A. Within sixty days after the filing with the secretary of state of a statement of
qualification, there shall be published in a newspaper of general circulation in the
county of the limited liability partnership's chief executive office, or if the limited
liability partnership's chief executive office is not located in this state, in the
county of the limited liability partnership's office in this state, or if none, the
county of the limited liability partnership's statutory agent, for three consecutive
publications, a copy of the statement of qualification.


B. A limited liability partnership and a foreign limited liability partnership
authorized to transact business in this state shall file an annual report with the office
of the secretary of state that sets forth all of the following:


1. The name of the limited liability partnership and the state or country under
whose laws the foreign limited liability partnership is formed or created.


2. The current street address of the office required to be set forth in section
29-1101, subsection C, paragraph 2.


3. The name and street address of its agent for service of process in this state.


C. An annual report must be filed between January 1 and April 30 of each year
following the calendar year in which a partnership or limited partnership files a
statement of qualification to become a limited liability partnership or a foreign
partnership becomes authorized to transact business in this state. If a limited liability
partnership is delinquent in filing its annual report, the secretary of state may assess
a late filing penalty when the limited liability partnership submits its annual report.

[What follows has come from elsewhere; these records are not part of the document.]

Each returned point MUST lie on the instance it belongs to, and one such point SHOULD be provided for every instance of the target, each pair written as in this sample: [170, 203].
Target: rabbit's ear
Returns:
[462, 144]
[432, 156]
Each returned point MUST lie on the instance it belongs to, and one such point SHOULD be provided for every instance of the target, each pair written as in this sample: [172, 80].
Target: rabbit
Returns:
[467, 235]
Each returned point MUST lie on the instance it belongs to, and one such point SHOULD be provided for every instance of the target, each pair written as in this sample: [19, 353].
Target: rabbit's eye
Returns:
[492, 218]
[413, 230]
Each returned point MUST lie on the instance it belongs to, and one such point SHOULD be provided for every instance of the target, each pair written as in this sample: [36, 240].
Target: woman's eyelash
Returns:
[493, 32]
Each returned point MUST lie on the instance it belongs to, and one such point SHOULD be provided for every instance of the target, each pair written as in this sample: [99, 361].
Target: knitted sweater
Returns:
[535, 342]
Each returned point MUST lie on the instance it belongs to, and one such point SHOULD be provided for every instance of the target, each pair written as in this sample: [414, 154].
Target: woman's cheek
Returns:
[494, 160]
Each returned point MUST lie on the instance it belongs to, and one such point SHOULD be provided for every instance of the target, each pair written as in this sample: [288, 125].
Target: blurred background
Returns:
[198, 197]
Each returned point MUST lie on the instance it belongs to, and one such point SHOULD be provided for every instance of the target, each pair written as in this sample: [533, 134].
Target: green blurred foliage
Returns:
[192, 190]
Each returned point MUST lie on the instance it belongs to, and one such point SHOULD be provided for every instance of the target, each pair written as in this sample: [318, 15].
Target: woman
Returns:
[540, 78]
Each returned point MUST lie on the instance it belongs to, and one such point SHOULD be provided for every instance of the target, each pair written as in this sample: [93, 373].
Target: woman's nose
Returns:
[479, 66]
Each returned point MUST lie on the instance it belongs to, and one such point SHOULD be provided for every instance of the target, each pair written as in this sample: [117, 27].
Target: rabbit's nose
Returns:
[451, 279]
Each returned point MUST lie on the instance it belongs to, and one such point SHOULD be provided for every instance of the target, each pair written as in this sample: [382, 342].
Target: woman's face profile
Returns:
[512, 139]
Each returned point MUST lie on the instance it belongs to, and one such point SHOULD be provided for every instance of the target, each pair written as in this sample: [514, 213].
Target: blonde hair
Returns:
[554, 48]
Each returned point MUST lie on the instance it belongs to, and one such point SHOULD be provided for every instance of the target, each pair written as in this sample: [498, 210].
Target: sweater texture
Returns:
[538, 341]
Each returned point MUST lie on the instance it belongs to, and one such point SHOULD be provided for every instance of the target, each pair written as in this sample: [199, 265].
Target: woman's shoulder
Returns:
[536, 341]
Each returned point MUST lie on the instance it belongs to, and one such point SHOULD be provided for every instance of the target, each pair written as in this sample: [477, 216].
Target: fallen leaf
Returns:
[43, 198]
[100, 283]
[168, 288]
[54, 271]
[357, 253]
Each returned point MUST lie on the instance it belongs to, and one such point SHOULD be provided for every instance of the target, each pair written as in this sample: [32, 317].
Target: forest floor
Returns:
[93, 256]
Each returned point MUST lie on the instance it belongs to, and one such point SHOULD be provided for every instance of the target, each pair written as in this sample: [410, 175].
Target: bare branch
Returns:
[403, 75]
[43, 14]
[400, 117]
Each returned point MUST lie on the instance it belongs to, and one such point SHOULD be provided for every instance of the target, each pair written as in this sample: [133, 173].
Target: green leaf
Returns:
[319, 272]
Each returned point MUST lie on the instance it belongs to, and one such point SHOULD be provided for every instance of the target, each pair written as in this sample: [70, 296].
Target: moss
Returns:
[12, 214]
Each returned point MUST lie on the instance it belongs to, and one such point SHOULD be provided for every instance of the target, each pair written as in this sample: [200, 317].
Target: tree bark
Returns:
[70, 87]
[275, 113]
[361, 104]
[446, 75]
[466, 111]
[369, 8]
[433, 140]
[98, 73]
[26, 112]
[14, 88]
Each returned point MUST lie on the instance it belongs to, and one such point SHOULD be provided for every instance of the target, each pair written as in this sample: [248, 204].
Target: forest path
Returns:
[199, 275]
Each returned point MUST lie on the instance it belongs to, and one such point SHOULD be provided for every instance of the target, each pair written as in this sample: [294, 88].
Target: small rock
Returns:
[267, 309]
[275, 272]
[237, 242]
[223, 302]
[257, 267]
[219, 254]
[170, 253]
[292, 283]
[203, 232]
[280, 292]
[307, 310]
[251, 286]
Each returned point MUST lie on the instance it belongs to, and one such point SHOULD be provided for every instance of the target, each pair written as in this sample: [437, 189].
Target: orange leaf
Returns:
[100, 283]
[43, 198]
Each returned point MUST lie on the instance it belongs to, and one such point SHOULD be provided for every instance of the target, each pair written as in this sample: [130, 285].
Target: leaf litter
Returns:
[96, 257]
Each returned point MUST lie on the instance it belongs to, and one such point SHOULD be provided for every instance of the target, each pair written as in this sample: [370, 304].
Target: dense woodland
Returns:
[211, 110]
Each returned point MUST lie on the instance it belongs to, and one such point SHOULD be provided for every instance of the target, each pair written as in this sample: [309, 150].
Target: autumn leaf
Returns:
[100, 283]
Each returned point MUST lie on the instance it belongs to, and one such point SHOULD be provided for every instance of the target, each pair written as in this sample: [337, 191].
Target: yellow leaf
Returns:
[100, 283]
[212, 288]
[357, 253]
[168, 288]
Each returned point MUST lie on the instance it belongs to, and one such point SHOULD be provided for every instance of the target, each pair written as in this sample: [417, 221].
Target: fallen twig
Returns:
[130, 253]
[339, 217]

D. The secretary of state may administratively revoke the statement of
qualification of a limited liability partnership if the secretary of state determines
that the statement of qualification does not conform to the filing provisions of this
article or if the limited liability partnership fails to file an annual report when due
or to pay the required filing fee or fails to perform the publication requirements of
subsection A of this section. The secretary of state must provide the limited liability
partnership at least sixty days' written notice of the intent to revoke the statement.
The notice shall be mailed to the limited liability partnership at its office set forth
in the last filed statement of qualification or annual report. The notice must specify
the nonconformance, that the statement of qualification has not been published pursuant
to subsection A of this section, the annual reports that have not been filed or the fees
that have not been paid and the future effective date of revocation. The revocation will
not be effective if the specified filing requirements, evidence of publication or annual
reports are filed and the specified fees are paid before the specified effective date of
revocation.


E. A revocation under subsection D of this section only affects a partnership's or
limited partnership's status as a limited liability partnership and does not constitute
an event of dissolution of the partnership or limited partnership.

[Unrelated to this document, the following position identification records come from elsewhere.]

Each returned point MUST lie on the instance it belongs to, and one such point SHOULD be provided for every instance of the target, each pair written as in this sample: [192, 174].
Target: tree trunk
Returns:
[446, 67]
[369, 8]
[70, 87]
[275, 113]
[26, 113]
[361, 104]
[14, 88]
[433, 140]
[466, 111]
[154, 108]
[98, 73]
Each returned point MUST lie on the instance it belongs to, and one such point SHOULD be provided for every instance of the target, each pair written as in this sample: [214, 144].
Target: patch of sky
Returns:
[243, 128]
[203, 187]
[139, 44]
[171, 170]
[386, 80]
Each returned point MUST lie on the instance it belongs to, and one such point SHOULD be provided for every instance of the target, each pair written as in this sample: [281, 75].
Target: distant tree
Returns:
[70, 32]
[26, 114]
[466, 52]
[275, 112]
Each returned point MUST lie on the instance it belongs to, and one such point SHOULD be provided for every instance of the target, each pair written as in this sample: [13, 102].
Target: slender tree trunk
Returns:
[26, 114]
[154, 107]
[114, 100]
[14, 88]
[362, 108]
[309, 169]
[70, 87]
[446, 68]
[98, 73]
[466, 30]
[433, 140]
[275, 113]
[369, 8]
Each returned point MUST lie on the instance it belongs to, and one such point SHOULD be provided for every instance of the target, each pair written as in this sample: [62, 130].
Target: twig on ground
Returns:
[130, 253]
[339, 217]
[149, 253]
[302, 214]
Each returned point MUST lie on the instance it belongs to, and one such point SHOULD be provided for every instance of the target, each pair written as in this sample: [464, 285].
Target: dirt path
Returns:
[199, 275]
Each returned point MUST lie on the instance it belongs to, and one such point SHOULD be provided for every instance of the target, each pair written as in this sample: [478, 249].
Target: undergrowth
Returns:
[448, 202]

F. A partnership or limited partnership whose statement has been administratively
revoked may apply to the secretary of state for reinstatement within two years after the
effective date of the revocation. The application shall recite the name of the
partnership or limited partnership and the effective date of the revocation and state
that the grounds for revocation either did not exist or have been corrected. If another
corporation or partnership has adopted the name of the limited liability partnership or
another person has adopted the name of the limited liability partnership as a trade name,
the application shall be accompanied by an amendment to the statement of foreign
qualification that is in accordance with section 29-1105 and that adopts a new name for
the limited liability partnership that complies with section 29-1102.


G. A reinstatement under subsection F of this section relates back to and takes
effect as of the effective date of the administrative revocation, and the partnership's
or limited partnership's status as a limited liability partnership continues as if the
administrative revocation never occurred.


H. An amendment to the statement of qualification shall be filed by a limited
liability partnership or foreign limited liability partnership not later than sixty days
after the occurrence of any of the following:


1. A change in the name of the limited liability partnership.


2. A change in the address of the chief executive office of the partnership.


3. The partnership or limited partnership has knowledge that a material statement
in the statement of qualification was false or inaccurate when made or that any facts
described therein have changed, making the statement of qualification inaccurate in any
material respect.


I. An amendment to the statement of qualification may be filed for any other proper
purpose. The filing of a statement of cancellation by or on behalf of a partnership or
limited partnership pursuant to this section shall be effective only to cancel the
partnership's or limited partnership's qualification as a limited liability partnership
and, unless it specifically so provides, shall not indicate the dissolution of the
partnership or limited partnership. On any revocation or the filing of any statement of
cancellation, the secretary of state shall be the agent for service of process in any
action, suit or proceeding based on any cause of action arising during the time the
limited liability partnership was qualified under section 29-1101 or the foreign limited
liability partnership was authorized to transact business in this state.